La protagonista della storia deve proteggere la città di Reggio Calabria. Quanto è verosimile?

Come al solito c’è il 10% di verità e il 90% di testa mia, altrimenti non sarebbe un romanzo ma un saggio, cosa che non fa per me. L’esperienza di cercare le fonti non è stata tanto difficile, ma nemmeno tanto rilassante. Se si valuta la storia nel complesso, potrebbe essere verosimile. Io spero che il libro piaccia ai ragazzi.

Oltre a essere scrittore, sei anche giornalista, lavori in radio, insegni pure. Come ti trovi con questo dinamismo?

Io mi trovo davvero bene. Ancora oggi mi chiedo come mai io abbia frequentato lo scientifico, quando per me sarebbe stato più adatto un classico o un linguistico. Avevo la fissazione del medico, poi mi sono reso conto che la mia sensibilità mi avrebbe penalizzato enormemente, non sarei riuscito a dormire la notte dopo certi eventi. Fare il dottore non è facile, bisogna saper andare oltre, e io non sono proprio bravo in questa cosa.

Concludendo, Corrado Alvaro diceva “Il calabrese vuole essere parlato”. Oggi tutti scappano dalla nostra terra, ma una parte rimane e affronta tutto. Cosa serve per difendere la nostra identità, umile e non tristemente noto?

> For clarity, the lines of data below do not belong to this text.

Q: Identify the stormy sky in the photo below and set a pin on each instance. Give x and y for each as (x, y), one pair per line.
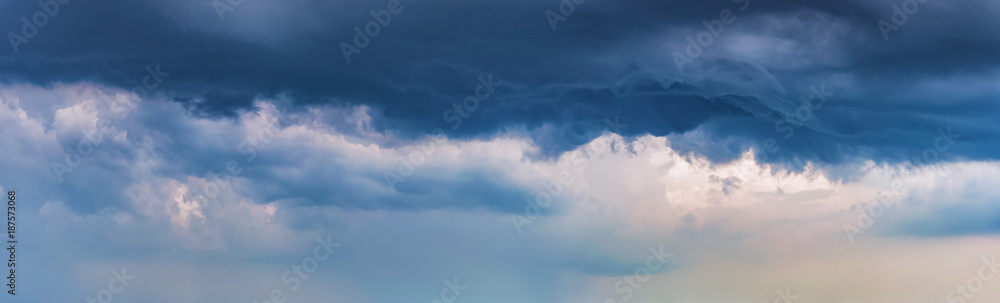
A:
(536, 151)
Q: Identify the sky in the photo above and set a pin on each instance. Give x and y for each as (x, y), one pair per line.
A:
(502, 151)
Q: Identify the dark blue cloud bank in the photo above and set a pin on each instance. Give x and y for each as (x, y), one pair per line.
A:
(603, 60)
(539, 151)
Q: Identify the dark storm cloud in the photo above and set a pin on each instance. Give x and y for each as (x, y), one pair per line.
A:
(607, 59)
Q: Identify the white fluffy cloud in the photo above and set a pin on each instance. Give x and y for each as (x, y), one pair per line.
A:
(737, 230)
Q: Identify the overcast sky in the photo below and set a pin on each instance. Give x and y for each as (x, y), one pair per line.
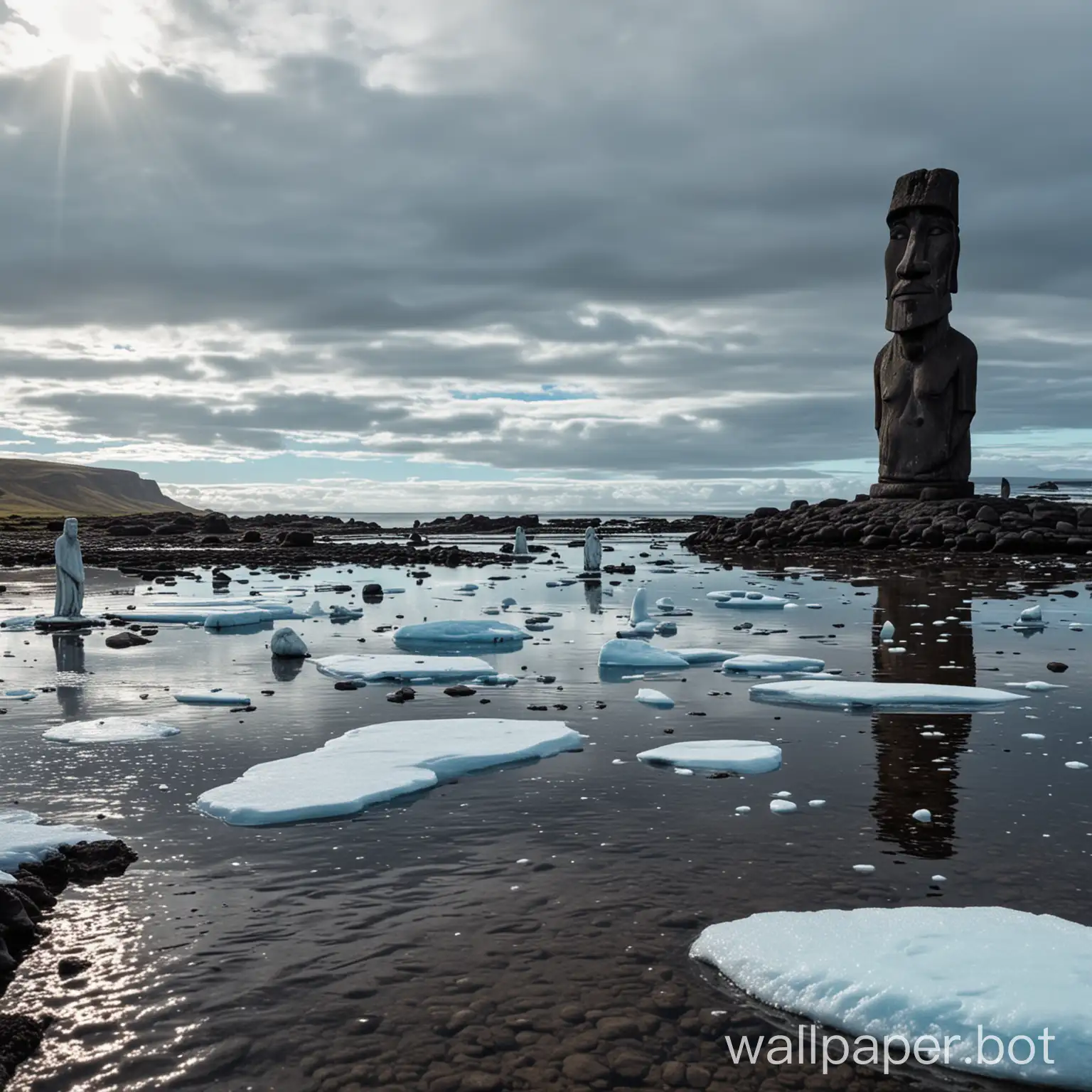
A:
(454, 255)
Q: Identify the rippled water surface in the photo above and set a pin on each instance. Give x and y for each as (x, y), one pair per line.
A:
(407, 947)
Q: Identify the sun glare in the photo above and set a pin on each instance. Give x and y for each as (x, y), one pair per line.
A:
(90, 34)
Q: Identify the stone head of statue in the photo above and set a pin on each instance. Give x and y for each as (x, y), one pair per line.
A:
(922, 257)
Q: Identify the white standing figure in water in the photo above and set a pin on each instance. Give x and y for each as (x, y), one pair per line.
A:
(593, 552)
(70, 577)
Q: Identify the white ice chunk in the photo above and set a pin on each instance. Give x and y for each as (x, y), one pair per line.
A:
(919, 696)
(746, 601)
(110, 729)
(460, 631)
(23, 837)
(703, 655)
(402, 668)
(213, 698)
(761, 663)
(237, 619)
(639, 609)
(626, 653)
(927, 971)
(287, 645)
(379, 762)
(735, 756)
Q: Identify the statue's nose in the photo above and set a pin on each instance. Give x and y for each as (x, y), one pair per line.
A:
(912, 268)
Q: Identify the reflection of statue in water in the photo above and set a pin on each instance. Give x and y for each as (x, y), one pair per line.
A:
(68, 649)
(925, 377)
(70, 576)
(908, 778)
(285, 670)
(593, 596)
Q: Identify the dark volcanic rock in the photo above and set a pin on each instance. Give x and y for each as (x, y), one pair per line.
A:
(965, 527)
(126, 640)
(20, 1039)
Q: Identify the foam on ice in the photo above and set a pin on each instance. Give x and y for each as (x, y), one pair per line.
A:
(623, 652)
(110, 729)
(402, 668)
(918, 696)
(746, 601)
(735, 756)
(761, 663)
(24, 837)
(919, 971)
(372, 764)
(461, 631)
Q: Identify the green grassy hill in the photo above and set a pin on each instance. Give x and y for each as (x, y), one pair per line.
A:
(33, 487)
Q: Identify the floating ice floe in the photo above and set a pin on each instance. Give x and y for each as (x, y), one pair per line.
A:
(649, 697)
(746, 601)
(460, 631)
(237, 619)
(287, 645)
(110, 729)
(928, 974)
(625, 653)
(701, 655)
(338, 613)
(761, 663)
(639, 609)
(732, 756)
(837, 694)
(18, 625)
(402, 668)
(212, 698)
(372, 764)
(24, 837)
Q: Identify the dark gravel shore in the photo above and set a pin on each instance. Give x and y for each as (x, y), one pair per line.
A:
(156, 546)
(23, 906)
(981, 525)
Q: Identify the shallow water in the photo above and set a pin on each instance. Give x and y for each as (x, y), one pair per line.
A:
(407, 947)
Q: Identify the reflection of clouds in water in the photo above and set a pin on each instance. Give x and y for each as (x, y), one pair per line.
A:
(915, 771)
(102, 1017)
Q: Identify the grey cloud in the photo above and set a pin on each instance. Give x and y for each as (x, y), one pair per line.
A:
(641, 155)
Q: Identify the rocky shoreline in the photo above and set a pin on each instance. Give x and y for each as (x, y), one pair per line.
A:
(23, 908)
(980, 525)
(155, 546)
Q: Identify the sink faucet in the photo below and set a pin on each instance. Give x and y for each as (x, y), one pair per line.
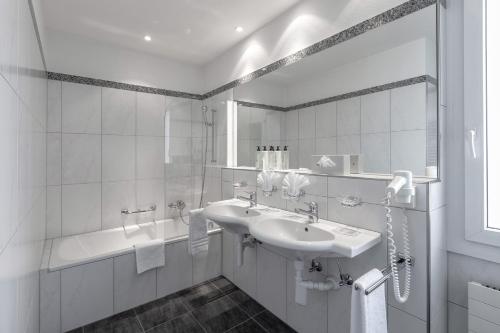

Innanzitutto serve lavoro. Non è necessario uccidere qualcuno, basta togliergli il lavoro. Per quel che riguarda l’identità, serve studiare la propria storia, senza andare dietro ai politici, che sono il vero problema. Ancora, per restare al Sud, ci vuole una grande dose di onestà. Ti ri-cito Corrado Alvaro, che diceva anche:  “La più grande tragedia che si possa impossessare di una società è la convinzione che vivere onestamente sia inutile”. Io vedo gente che per miracolo parla italiano e insegna inglese, gente che non sa la grammatica italiana vive in posti immeritati, prendendo tanti soldi. Io invece faccio milioni di concorsi assurdi, per fare da babysitter a dei ragazzini che non hanno manco voglia di studiare. Questo è il mondo.